Recall & shunt-trip triggers
| Trigger | Signal | Elevator action |
|---|---|---|
| Lobby smoke detector NOT at the designated level | Alarm | Phase 1 recall to the designated level |
| Lobby smoke detector AT the designated level | Alarm | Phase 1 recall to the alternate level |
| Machine room / machinery-control space detector | Alarm | Phase 1 recall + firefighters’ hat |
| Top-of-hoistway detector (only where a hoistway sprinkler exists) | Alarm | Phase 1 recall + firefighters’ hat |
| Elevator pit detector (only where a pit sprinkler exists) | Alarm | Phase 1 recall + firefighters’ hat |
| Heat detector within 24 in. of an elevator-area sprinkler | Alarm → shunt-trip circuit | Shunt trip: disconnect elevator power before the sprinkler discharges |
Recall, the hat, and shunt trip are three separate things
Recall gets the cars out of service and down to a safe floor — a life-safety move for occupants, driven by lobby, machine-room, and hoistway smoke detectors. The firefighters' hat is a warning to firefighters: it illuminates in the car when the detector that recalled the elevator is in the machine room or hoistway, signaling that fire may be threatening the elevator equipment itself, so operating the car under Phase 2 is risky.

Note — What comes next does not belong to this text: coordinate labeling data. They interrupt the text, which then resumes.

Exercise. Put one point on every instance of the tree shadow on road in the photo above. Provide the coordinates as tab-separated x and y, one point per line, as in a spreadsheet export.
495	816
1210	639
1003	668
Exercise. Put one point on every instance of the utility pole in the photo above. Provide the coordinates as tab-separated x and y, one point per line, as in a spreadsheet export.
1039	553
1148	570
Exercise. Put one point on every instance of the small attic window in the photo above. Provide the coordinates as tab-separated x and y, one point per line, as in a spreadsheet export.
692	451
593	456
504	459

Shunt trip is different again — it is about the sprinklers, not recall. Water and a running elevator do not mix: water on the brakes and controllers can cause uncontrolled movement. So where a sprinkler protects the machine room, hoistway, or pit, a fast-responding heat detector cuts the elevator's power before the sprinkler flows. The detector has to beat the sprinkler, which is why it sits within 24 in. of the head and is rated to respond first.
Common questions
How does elevator Phase 1 recall work?
A smoke detector in an elevator lobby (or the machine room or hoistway) sends the cars to a safe floor and holds them with doors open. A detector anywhere except the designated level recalls the cars to the designated level — the main level of exit discharge. If the detector at the designated level itself activates, the cars instead go to the alternate level, so they do not open onto the fire floor.
What is the difference between the designated and alternate level?

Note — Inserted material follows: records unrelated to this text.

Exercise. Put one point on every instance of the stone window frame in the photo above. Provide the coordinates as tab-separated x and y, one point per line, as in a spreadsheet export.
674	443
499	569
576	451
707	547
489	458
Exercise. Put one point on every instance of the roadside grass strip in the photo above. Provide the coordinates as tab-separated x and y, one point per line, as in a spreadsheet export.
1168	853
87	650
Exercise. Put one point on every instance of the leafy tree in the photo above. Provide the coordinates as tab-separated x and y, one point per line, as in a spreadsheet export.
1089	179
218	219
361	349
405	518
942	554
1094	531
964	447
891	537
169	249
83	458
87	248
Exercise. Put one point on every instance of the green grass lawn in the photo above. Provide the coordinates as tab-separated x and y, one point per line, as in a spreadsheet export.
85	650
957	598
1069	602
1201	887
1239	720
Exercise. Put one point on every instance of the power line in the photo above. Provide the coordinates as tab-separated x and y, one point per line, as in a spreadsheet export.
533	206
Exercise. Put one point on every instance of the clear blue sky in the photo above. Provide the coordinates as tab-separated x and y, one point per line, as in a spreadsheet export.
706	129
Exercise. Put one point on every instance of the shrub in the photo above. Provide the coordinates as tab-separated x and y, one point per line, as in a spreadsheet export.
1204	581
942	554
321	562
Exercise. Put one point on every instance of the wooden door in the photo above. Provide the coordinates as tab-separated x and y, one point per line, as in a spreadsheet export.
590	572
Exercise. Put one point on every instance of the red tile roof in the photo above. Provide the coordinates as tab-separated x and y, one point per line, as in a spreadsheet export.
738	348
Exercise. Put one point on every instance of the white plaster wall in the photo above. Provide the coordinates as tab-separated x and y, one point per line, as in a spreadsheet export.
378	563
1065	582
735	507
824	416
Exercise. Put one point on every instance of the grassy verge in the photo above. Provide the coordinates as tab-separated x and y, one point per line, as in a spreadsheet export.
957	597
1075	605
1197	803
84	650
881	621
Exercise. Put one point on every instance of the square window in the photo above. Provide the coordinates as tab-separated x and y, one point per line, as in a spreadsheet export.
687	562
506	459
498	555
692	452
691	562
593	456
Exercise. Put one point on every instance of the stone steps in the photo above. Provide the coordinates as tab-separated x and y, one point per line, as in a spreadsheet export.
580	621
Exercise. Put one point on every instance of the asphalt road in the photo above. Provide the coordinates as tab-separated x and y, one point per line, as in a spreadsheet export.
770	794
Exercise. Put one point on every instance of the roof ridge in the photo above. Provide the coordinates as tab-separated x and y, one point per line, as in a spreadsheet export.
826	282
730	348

The designated level is the primary recall floor, normally the main exit level. The alternate level is a different floor the elevators serve, used only when the designated-level lobby detector is the one in alarm — because sending the cars to a lobby that is itself in smoke would defeat the purpose. This designated/alternate logic is the core of NFPA 72 §21.3.14.
What is elevator shunt trip?
Where sprinklers are installed in the elevator machine room, hoistway, or pit, a heat detector within 24 in. of each sprinkler disconnects the elevator's main power (shunt trip) before — or as — the sprinkler discharges. The heat detector is chosen to respond faster than the sprinkler, so the car is stopped before water can reach the brakes and controllers and cause uncontrolled movement. Reset is manual, at the machine room.